12.04.2022 15:11
It’s a good idea to take out a mortgage at the age of 40. These applicants can agree to a maturity of up to 30 years and, as a result, pay lower monthly installments. Those who choose a mortgage, for example, in their 50s, should calculate shorter maturities and higher monthly payments. The lightest conditions for obtaining the loan apply to applicants under the age of 36.
Age is a major factor when negotiating a mortgage. Limits for the eligibility of the housing loan. Each bank sets a maximum age for the loan to be repaid. “Individual banks approach the applicant’s age a little differently, so some allow you to repay, say, under 65, and others may allow a few extra years. The ideal time to negotiate a first mortgage is between 28 and 36. At this age entry, you can still choose the longest maturity period, thus reducing the amount of your monthly mortgage payments,” says Veronica Hegrova of fintech startup hyponamír. However, a large group of older applicants are also interested in mortgages. to me survey this year 28 percent of those interested in online mortgages were between the ages of 37 and 44, and another 22 percent fall into the 45 or older category.

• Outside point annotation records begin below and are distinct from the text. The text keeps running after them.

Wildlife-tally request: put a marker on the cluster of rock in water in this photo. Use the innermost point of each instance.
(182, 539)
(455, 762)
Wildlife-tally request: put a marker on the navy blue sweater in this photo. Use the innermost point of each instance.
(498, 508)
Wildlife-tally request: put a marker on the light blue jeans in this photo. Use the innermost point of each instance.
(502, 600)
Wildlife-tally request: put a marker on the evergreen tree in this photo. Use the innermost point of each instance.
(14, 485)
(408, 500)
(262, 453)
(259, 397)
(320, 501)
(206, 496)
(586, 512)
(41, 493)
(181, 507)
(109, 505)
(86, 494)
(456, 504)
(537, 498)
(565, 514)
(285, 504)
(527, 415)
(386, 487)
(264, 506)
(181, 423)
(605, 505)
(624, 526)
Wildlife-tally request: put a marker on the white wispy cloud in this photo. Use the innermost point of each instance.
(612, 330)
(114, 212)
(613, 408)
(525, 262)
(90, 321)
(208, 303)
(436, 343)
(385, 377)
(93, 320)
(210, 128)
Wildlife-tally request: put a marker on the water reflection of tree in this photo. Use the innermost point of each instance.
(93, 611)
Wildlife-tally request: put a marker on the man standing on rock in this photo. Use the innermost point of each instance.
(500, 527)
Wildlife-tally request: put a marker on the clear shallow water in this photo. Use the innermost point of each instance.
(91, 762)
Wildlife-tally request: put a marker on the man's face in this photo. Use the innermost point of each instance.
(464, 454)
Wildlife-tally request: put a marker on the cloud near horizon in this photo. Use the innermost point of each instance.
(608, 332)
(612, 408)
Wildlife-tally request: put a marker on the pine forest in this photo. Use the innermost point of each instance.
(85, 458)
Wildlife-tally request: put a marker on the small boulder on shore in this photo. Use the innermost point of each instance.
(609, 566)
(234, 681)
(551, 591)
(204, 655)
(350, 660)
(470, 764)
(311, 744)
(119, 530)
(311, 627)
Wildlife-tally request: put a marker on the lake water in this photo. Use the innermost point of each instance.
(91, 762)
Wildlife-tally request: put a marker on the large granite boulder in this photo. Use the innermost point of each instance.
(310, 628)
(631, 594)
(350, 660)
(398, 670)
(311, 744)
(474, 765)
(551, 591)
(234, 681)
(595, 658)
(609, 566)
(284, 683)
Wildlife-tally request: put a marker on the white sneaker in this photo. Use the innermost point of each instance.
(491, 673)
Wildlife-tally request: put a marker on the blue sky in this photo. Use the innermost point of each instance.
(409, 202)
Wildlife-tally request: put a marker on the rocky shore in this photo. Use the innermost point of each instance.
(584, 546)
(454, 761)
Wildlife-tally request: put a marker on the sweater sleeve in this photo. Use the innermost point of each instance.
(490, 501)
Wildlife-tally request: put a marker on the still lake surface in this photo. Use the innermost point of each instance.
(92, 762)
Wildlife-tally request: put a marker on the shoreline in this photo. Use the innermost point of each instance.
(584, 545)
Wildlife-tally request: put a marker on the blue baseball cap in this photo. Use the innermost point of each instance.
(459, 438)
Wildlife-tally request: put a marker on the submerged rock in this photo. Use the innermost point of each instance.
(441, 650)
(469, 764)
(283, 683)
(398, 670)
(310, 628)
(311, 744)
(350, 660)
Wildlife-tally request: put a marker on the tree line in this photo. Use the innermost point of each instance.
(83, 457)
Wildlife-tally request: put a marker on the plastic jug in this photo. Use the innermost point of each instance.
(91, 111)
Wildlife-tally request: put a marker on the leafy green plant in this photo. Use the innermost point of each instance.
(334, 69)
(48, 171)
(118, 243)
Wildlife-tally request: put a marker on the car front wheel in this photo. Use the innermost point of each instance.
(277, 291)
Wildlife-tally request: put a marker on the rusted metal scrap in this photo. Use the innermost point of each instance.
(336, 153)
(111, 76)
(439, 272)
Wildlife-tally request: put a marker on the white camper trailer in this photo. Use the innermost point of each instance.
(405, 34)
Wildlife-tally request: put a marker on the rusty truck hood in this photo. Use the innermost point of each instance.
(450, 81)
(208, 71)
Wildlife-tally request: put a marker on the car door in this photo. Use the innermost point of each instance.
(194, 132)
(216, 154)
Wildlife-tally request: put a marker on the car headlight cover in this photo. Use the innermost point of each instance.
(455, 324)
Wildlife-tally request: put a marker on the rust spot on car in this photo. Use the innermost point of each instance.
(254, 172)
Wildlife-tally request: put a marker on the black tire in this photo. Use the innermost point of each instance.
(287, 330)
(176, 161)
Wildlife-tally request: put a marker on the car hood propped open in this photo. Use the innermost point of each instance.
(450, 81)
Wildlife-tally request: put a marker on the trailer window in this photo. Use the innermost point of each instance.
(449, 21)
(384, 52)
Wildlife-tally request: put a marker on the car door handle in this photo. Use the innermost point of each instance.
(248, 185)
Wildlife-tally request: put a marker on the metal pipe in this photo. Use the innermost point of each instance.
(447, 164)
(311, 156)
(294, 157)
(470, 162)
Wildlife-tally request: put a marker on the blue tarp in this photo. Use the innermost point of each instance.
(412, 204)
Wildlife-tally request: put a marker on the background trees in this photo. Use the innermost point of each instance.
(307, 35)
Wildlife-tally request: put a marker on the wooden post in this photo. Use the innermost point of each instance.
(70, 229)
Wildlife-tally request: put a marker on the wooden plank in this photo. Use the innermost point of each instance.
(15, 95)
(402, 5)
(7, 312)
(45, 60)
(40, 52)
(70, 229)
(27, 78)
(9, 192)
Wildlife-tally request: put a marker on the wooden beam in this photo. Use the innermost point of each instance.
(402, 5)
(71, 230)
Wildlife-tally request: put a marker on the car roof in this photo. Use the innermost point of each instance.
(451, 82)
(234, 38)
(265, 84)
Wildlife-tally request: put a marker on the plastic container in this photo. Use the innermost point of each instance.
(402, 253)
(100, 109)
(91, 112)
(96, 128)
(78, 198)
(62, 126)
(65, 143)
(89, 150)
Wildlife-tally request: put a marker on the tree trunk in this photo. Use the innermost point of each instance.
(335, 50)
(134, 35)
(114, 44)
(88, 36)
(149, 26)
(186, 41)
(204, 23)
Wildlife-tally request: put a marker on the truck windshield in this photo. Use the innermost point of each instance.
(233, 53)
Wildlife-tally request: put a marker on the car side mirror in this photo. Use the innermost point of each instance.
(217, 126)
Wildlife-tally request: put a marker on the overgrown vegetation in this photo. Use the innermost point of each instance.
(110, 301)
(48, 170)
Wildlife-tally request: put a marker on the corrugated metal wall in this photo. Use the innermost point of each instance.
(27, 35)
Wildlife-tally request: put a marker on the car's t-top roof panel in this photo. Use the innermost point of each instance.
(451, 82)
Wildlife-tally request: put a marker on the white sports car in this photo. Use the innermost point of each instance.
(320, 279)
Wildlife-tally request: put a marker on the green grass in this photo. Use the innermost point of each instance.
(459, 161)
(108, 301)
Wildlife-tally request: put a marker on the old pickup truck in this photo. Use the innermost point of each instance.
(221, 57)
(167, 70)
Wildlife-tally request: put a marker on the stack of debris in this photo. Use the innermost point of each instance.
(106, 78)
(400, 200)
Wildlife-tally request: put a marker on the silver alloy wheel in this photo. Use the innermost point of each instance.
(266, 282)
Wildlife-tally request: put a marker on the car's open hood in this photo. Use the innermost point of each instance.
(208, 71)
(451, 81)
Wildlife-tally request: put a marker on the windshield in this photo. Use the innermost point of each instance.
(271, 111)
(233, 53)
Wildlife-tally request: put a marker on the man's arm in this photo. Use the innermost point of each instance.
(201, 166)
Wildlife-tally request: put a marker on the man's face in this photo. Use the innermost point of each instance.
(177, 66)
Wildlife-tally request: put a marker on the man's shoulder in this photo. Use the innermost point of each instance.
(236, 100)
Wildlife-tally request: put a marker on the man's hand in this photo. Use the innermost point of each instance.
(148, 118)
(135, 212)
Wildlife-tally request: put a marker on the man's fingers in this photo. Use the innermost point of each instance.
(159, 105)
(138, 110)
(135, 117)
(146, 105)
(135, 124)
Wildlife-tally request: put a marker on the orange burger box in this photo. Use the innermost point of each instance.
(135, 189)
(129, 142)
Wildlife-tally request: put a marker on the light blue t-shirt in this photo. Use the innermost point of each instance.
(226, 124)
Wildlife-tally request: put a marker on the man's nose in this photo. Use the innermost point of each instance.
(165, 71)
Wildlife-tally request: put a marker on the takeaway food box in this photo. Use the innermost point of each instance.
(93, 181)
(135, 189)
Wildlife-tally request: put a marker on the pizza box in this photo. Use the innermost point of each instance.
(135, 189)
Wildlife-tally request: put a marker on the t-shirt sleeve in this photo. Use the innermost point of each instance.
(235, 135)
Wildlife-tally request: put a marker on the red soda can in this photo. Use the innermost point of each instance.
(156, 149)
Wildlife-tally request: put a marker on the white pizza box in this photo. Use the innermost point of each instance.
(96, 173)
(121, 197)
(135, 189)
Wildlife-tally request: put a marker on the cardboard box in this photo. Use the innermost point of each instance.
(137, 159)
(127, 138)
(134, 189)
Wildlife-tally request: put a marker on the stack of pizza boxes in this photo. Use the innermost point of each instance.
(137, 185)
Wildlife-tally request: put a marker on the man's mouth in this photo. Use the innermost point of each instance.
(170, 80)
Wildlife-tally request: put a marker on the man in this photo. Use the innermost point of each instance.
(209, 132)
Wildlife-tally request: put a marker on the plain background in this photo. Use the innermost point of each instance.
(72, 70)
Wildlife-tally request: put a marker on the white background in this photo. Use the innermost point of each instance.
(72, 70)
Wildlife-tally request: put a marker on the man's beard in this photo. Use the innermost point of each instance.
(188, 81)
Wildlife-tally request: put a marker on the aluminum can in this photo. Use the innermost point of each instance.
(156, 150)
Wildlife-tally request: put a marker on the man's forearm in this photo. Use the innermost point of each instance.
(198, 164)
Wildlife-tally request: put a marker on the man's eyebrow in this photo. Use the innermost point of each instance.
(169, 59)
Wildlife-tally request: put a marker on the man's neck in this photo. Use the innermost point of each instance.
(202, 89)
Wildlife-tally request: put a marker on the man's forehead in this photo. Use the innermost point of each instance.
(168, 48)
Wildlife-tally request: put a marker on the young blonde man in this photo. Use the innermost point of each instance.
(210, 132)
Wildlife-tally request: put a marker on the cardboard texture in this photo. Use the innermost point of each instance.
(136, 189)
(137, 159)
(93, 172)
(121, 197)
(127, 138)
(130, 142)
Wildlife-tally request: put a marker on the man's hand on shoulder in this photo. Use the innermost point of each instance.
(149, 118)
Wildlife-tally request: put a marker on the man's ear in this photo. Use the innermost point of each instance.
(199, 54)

More moderate mortgage limits for younger applicants
From April of this year, banks are required to adhere to the newly established index limits for offering mortgages. Applicants under the age of 36 are subject to more lenient credit terms. Those interested in a mortgage must prepare at least 10% of the property value determined by the bank from its own resources (note: the maximum LTV index is 90%). Veronika Hegrova adds: “At the same time, the conditions for the other two indicators must be met. The maximum permissible value of the DTI is currently 9.5 and the calculated debt service index DSTI must not exceed 50%.”
Older applicants are at a disadvantage
Those interested in mortgages over the age of 36 should calculate stricter index limits. If they decide to finance their own home with a mortgage, they must prepare at least 20% of their own savings. The upper limits for DTI and DSTI are 8.5 and 45%. Less time to pay off the mortgage means more loan repayments per month. At current real estate rates and interest rates, individuals and families with above-average incomes will get a mortgage.